Convective Flow in Annuli of Stationary and Rotating Horizontal Cylinders PUBLIC ACCESS

[+] Author Affiliations
T. S. Lee

National University of Singapore, Singapore

Paper No. 97-AA-137, pp. V001T07A009; 15 pages
  • ASME 1997 Turbo Asia Conference
  • ASME 1997 Turbo Asia Conference
  • Singapore, September 30–October 2, 1997
  • Conference Sponsors: International Gas Turbine Institute
  • ISBN: 978-0-7918-7867-5
  • Copyright © 1997 by ASME


Heat transfer and fluid flow processes in enclosed spaces have been extensively studied due to their importance in energy conversion, storage and transmission systems. Concentric and eccentric annular geometries are most commonly encountered in solar collector-receiver system, cooling system in nuclear reactors etc.
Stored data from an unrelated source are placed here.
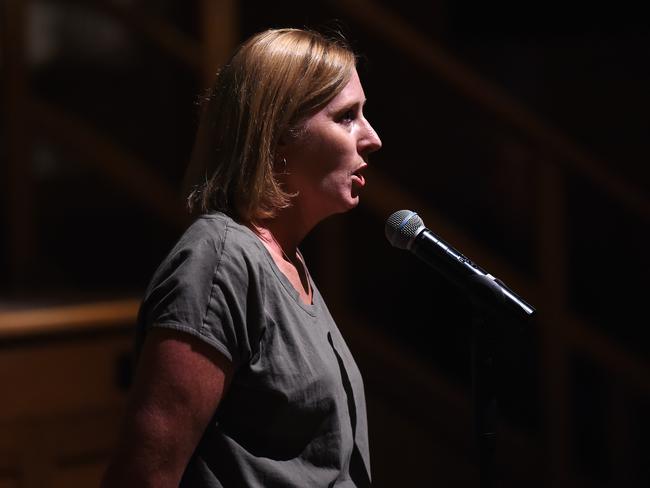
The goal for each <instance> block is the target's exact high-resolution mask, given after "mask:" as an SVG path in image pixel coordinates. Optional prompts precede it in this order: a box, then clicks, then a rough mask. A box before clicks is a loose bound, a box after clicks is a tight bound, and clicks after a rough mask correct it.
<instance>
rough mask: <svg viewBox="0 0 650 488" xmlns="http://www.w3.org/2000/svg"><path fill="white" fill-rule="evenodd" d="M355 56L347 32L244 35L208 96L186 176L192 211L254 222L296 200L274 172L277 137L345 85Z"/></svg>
mask: <svg viewBox="0 0 650 488" xmlns="http://www.w3.org/2000/svg"><path fill="white" fill-rule="evenodd" d="M355 62H356V59H355V56H354V53H353V52H352V51H351V49H350V48H349V47H348V46H347V44H346V43H345V41H344V40H343V38H342V37H340V38H336V39H330V38H326V37H325V36H323V35H322V34H320V33H317V32H313V31H309V30H302V29H271V30H267V31H264V32H261V33H259V34H256V35H254V36H253V37H251V38H250V39H248V40H247V41H246V42H244V43H243V44H242V45H241V46H240V47H239V49H238V50H237V51H236V52H235V54H234V55H233V57H232V59H231V60H230V62H229V63H228V64H227V65H226V66H224V67H223V68H221V70H220V71H219V72H218V74H217V77H216V81H215V83H214V86H213V88H212V90H211V92H210V94H209V95H208V97H206V100H205V101H204V105H203V114H202V121H201V125H200V127H199V131H198V133H197V138H196V142H195V145H194V151H193V154H192V160H191V162H190V166H189V168H188V172H187V175H186V178H185V180H186V186H187V184H189V185H193V188H192V191H191V193H190V195H189V197H188V206H189V208H190V210H200V211H201V212H212V211H215V210H218V211H223V212H225V213H227V214H229V215H231V216H232V217H233V218H236V219H238V220H240V221H243V222H251V221H254V220H257V219H263V218H269V217H273V216H274V215H275V214H276V212H277V210H279V209H281V208H285V207H287V206H289V204H290V198H291V195H290V194H287V193H286V192H285V191H284V190H283V189H282V188H281V185H280V183H279V182H278V180H277V179H276V177H275V175H274V165H275V163H277V162H276V156H277V155H276V149H277V146H278V143H279V142H280V140H281V138H283V137H285V138H289V137H296V136H297V135H298V134H299V133H300V130H301V127H302V124H303V123H304V121H305V119H306V118H307V117H308V116H309V115H311V114H313V113H315V112H317V111H318V110H320V109H321V108H323V107H324V106H325V105H327V103H329V102H330V101H331V100H332V99H333V98H334V97H335V96H336V95H337V94H338V93H339V92H340V91H341V90H342V89H343V88H344V87H345V85H346V84H347V82H348V81H349V79H350V77H351V74H352V70H353V68H354V66H355Z"/></svg>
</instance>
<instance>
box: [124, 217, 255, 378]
mask: <svg viewBox="0 0 650 488" xmlns="http://www.w3.org/2000/svg"><path fill="white" fill-rule="evenodd" d="M228 233H229V228H228V225H227V222H225V223H224V222H222V221H215V220H207V221H199V222H198V223H196V224H194V225H193V226H191V227H190V229H188V231H186V233H185V234H184V235H183V237H182V238H181V240H180V241H179V242H178V243H177V245H176V246H175V247H174V249H173V250H172V251H171V252H170V254H169V255H168V256H167V258H166V259H165V260H164V261H163V262H162V264H161V265H160V266H159V268H158V270H157V271H156V273H155V274H154V276H153V278H152V280H151V283H150V285H149V287H148V289H147V292H146V294H145V298H144V300H143V303H142V306H141V308H140V314H139V319H138V322H139V324H138V332H139V336H140V339H139V340H138V339H137V340H136V343H138V342H139V343H140V344H139V346H138V345H137V346H136V347H138V348H139V347H141V343H142V342H143V341H144V335H145V334H146V331H147V330H148V329H149V328H151V327H164V328H168V329H173V330H178V331H181V332H185V333H188V334H191V335H193V336H194V337H196V338H198V339H200V340H202V341H204V342H206V343H208V344H209V345H211V346H213V347H214V348H216V349H217V350H218V351H219V352H221V353H222V354H223V355H225V356H226V357H227V358H228V359H229V360H230V361H231V362H232V363H233V364H234V365H235V367H237V366H238V365H239V364H241V363H242V362H245V361H247V360H248V359H249V358H250V357H251V354H252V352H251V343H255V340H254V338H251V336H256V335H258V334H257V332H256V331H257V330H258V329H259V323H258V322H259V316H260V314H259V308H260V307H259V306H258V305H257V304H256V303H251V301H250V300H249V296H250V295H251V293H250V291H249V288H250V286H251V285H250V272H249V268H248V267H247V266H246V260H245V258H244V256H242V255H241V254H242V253H241V252H238V251H239V249H238V248H234V249H228V238H229V236H228ZM254 287H255V285H254V284H253V288H254ZM252 295H255V293H252ZM252 302H255V300H253V301H252ZM252 339H253V340H252Z"/></svg>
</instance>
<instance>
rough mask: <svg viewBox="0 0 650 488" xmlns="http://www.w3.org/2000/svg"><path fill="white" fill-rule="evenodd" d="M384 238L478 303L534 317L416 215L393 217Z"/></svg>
mask: <svg viewBox="0 0 650 488" xmlns="http://www.w3.org/2000/svg"><path fill="white" fill-rule="evenodd" d="M386 237H387V238H388V240H389V241H390V242H391V244H392V245H393V246H395V247H398V248H401V249H407V250H409V251H411V252H412V253H413V254H415V255H416V256H417V257H418V258H420V259H421V260H422V261H424V262H425V263H427V264H428V265H429V266H431V267H432V268H434V269H436V270H437V271H438V272H439V273H440V274H442V275H443V276H444V277H445V278H446V279H448V280H449V281H451V282H452V283H454V284H455V285H456V286H458V287H460V288H461V289H463V290H465V291H467V292H468V293H470V294H471V295H472V297H473V298H475V299H478V300H479V302H481V303H487V304H489V305H496V306H498V308H505V309H507V310H508V311H509V312H511V313H513V314H515V315H516V316H520V317H524V318H527V317H530V316H532V315H533V314H534V313H535V309H534V308H533V307H532V306H531V305H530V304H528V303H526V301H525V300H523V299H522V298H521V297H519V296H518V295H517V294H516V293H515V292H513V291H512V290H511V289H510V288H508V287H507V286H506V285H505V283H503V282H502V281H501V280H499V279H497V278H495V277H494V276H492V275H491V274H489V273H488V272H486V271H485V270H484V269H482V268H481V267H479V266H477V265H476V264H474V263H473V262H472V261H471V260H469V259H468V258H466V257H465V256H463V255H462V254H461V253H460V252H458V251H457V250H455V249H454V248H453V247H452V246H450V245H449V244H447V243H446V242H445V241H443V240H442V239H440V238H439V237H438V236H437V235H436V234H434V233H433V232H432V231H431V230H429V229H427V228H426V227H425V226H424V223H423V222H422V219H421V218H420V217H419V216H418V215H417V214H416V213H415V212H411V211H409V210H400V211H398V212H395V213H394V214H392V215H391V216H390V217H389V218H388V220H387V221H386Z"/></svg>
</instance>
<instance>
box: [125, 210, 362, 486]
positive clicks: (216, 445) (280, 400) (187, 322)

For mixed flow in the annulus between concentric or eccentric cylinders in a rotating system, most work were performed for the cases of vertical cylindrical annulus. More recently, the effects of recirculation on the natural convection between the annular region in horizontal rotating cylinders have become a topic of interest to researchers. The applications of these studies include food processing and the interest in seeking improved methods for crystallographic perfection in industrial processes, above studies are for air with Pr≅1.0. However, other effects of rotation on heat transfer characteristics for low Prandtl number fluids are encountered in high power electric machines with heated shafts, such as a mercury slip ring assembly. For the present study, natural convection is driven by vertical temperature gradient and vertical gravity force. The interaction with the effect of rotation of the inner cylinder is expected to lead to complicated flows. Studies show that the mean Nusselt number increases with Rayleigh number. At a Prandtl number of order 1.0 with a fixed Rayleigh number, when the inner cylinder is made to rotate, the mean Nusselt number decreases through out the flow. At lower Prandtl number of the order 0.1 to 0.01, the mean Nusselt number remained fairly constant with respect to the rotational Reynolds number.